These data were collected and provided by CPRD. Ethical approval was obtained through CPRD’s Research Data Governance Process (protocol number: 22_002377). The RECORD checklist for observational studies is in Supplementary Table 5.

Results

Characteristics of study participants

The HF dataset consisted of 1,569 cases experiencing an HF event within the first 30 days post-exacerbation, matched to 3,138 controls. The AF/flutter dataset consisted of 841 cases experiencing an AF/flutter event within the first 30 days post-exacerbation, matched to 2,523 controls. Tables 1 and 2 show the characteristics of the participants for HF and AF/flutter, respectively.

Table 1.

Factors associated with hospitalizations for heart failure within the first 30 days post acute exacerbation of COPD

graphic file with name 12890_2024_3035_Tab1_HTML.jpg

eGFR Estimated glomerular filtration rate, uAlb Urine albumin, CVD Cardiovascular disease, ICS Inhaled corticosteroid, LABA Long-acting beta agonist, LAMA Long-acting muscarinic antagonist, SABA Short-acting beta agonist, SAMA Short-acting muscarinic antagonist, CCB Calcium channel blocker. n(%) described for the COPD and CV prescription categories may be mutually exclusive, as they can be taken in combination elsewhere in the table (e.g., patient prescribed a long-acting inhaler, short-acting inhaler, oral therapy, and a cardiovascular medication)

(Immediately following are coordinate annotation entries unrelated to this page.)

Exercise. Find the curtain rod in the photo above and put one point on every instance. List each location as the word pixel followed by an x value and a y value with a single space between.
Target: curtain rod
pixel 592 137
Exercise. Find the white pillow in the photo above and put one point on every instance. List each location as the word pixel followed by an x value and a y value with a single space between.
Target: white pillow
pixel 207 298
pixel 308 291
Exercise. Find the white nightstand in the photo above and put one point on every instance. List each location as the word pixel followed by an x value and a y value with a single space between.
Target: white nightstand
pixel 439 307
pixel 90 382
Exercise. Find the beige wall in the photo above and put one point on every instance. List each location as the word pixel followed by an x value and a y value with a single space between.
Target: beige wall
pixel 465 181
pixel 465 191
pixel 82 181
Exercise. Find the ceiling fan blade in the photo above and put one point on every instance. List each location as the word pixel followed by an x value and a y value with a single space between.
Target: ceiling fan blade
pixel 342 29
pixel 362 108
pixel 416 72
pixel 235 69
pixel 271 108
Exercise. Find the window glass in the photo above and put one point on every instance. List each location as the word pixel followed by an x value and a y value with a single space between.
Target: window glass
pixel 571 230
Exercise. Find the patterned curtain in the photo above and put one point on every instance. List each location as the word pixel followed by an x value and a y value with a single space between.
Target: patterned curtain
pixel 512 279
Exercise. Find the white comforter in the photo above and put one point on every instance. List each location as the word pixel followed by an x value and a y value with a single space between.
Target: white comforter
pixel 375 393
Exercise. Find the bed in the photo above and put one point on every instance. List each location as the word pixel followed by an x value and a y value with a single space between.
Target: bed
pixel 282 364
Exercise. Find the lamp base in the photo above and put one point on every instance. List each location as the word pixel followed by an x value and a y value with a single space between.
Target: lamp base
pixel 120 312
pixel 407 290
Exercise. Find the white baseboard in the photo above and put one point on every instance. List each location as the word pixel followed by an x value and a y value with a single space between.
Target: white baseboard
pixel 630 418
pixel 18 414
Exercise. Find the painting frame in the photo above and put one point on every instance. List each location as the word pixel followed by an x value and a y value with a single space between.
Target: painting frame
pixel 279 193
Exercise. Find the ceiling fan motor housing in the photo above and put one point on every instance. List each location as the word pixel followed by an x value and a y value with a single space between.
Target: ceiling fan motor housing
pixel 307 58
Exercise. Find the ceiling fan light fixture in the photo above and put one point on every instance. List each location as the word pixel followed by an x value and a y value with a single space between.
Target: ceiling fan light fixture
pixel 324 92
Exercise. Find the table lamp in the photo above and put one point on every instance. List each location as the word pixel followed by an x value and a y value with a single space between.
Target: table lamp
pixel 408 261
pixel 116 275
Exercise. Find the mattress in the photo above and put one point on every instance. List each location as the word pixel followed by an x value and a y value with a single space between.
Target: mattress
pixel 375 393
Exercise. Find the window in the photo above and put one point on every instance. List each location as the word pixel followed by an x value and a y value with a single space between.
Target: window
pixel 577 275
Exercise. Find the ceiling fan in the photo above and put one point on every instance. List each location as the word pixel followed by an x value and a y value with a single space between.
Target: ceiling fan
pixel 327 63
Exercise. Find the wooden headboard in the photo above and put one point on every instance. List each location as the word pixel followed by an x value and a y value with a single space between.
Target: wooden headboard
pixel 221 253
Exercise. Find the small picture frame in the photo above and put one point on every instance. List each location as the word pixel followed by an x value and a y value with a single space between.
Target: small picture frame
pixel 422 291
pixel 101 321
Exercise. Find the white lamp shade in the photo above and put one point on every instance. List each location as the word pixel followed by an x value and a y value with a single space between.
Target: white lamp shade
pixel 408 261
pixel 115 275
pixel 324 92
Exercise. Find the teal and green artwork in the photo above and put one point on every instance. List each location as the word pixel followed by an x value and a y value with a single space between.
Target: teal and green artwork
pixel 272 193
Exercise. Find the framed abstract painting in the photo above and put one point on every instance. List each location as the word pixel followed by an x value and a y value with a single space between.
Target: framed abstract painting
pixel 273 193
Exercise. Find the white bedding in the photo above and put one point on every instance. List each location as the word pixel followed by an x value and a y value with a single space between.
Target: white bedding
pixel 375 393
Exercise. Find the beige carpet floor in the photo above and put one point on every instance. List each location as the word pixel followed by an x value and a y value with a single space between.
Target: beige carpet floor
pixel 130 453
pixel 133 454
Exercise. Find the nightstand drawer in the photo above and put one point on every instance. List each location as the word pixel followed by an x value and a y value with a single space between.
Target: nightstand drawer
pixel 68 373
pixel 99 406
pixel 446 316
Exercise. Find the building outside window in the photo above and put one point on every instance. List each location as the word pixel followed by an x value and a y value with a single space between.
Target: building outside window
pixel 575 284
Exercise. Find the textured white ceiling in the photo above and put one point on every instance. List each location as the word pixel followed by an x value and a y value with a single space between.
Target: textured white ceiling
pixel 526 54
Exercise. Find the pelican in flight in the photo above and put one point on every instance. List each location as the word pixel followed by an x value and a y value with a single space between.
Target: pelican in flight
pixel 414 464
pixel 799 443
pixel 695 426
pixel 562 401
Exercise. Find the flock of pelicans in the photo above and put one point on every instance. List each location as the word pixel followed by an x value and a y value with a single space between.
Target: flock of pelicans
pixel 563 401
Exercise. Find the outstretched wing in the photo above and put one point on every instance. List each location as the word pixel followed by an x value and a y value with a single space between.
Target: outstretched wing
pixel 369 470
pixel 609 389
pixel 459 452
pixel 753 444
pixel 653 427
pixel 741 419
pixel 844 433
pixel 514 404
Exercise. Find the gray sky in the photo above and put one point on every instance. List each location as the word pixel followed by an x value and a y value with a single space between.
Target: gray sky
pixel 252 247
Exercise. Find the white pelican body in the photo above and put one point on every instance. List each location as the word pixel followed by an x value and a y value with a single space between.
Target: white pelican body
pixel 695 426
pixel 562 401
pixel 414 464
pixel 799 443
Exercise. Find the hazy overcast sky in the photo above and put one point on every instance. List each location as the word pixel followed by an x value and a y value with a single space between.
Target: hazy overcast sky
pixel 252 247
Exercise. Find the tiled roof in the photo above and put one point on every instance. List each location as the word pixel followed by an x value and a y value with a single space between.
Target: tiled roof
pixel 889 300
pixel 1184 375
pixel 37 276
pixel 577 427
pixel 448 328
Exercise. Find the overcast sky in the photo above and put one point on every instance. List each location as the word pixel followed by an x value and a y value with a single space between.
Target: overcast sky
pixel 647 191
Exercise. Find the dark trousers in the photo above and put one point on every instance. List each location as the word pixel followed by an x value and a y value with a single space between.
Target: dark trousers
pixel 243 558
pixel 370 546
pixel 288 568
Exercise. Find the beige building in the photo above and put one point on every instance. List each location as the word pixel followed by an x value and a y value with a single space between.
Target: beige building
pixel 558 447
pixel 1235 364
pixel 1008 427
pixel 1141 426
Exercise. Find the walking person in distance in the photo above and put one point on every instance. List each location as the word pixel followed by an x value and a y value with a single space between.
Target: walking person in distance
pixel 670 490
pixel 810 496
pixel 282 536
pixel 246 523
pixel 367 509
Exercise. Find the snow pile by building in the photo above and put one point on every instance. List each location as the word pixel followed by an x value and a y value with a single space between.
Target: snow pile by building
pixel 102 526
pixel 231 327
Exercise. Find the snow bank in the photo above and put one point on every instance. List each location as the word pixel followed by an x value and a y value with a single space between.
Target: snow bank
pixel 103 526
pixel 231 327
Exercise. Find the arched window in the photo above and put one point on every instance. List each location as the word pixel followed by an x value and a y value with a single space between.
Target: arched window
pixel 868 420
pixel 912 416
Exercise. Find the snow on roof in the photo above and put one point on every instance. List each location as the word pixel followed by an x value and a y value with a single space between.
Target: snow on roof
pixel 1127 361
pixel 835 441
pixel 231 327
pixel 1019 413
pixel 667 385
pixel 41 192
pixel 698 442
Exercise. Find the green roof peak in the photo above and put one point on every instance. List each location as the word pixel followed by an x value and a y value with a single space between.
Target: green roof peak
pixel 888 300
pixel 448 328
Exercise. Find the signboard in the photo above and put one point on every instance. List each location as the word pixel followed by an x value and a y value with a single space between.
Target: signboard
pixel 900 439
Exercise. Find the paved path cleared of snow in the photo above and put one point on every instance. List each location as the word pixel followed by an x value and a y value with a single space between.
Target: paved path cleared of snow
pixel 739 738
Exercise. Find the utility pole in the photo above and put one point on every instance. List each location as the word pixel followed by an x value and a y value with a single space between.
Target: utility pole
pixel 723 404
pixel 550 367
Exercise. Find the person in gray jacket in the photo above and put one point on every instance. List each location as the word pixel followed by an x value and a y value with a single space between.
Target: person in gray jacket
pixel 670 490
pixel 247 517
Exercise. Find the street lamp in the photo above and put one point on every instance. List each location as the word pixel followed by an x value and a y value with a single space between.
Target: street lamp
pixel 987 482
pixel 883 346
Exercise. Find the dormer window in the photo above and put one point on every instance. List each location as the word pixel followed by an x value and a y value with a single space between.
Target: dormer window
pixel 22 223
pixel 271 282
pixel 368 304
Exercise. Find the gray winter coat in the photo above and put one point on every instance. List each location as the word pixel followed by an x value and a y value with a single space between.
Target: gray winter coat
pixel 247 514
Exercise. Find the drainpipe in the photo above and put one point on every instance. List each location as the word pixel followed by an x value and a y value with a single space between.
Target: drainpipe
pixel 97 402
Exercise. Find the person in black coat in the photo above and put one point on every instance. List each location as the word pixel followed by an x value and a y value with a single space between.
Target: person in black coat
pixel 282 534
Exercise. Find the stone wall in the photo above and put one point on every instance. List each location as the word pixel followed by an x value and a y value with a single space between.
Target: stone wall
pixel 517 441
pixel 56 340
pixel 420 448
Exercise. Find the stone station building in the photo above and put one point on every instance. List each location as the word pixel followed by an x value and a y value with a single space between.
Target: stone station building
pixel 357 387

aThe final model was adjusted for socioeconomic status (IMD), smoking status, and comorbidities: BMI, Type II diabetes, depression and depressive symptoms, exacerbation severity, exacerbation frequency and prior prevalent CVD (hypertension, acute coronary syndrome, arrhythmia, heart failure, pulmonary hypertension, ischemic stroke), and COPD medications (short-acting and long-acting COPD inhaled therapies) and major classes of CVD medications according to the British National Formulary (BNF)

Table 2.

Factors associated with hospitalizations for atrial fibrillation or flutter within the first 30 days post acute exacerbation of COPD

graphic file with name 12890_2024_3035_Tab2_HTML.jpg

eGFR Estimated glomerular filtration rate, uAlb Urine albumin, CVD Cardiovascular disease, ICS Inhaled corticosteroid, LABA Long-acting beta agonist, LAMA Long-acting muscarinic antagonist, SABA Short-acting beta agonist, SAMA Short-acting muscarinic antagonist, CCB Calcium channel blocker. n(%) described for the COPD and CV prescription categories may be mutually exclusive, as they can be taken in combination elsewhere in the table (e.g., patient prescribed a long-acting inhaler, short-acting inhaler, oral therapy, and a cardiovascular medication)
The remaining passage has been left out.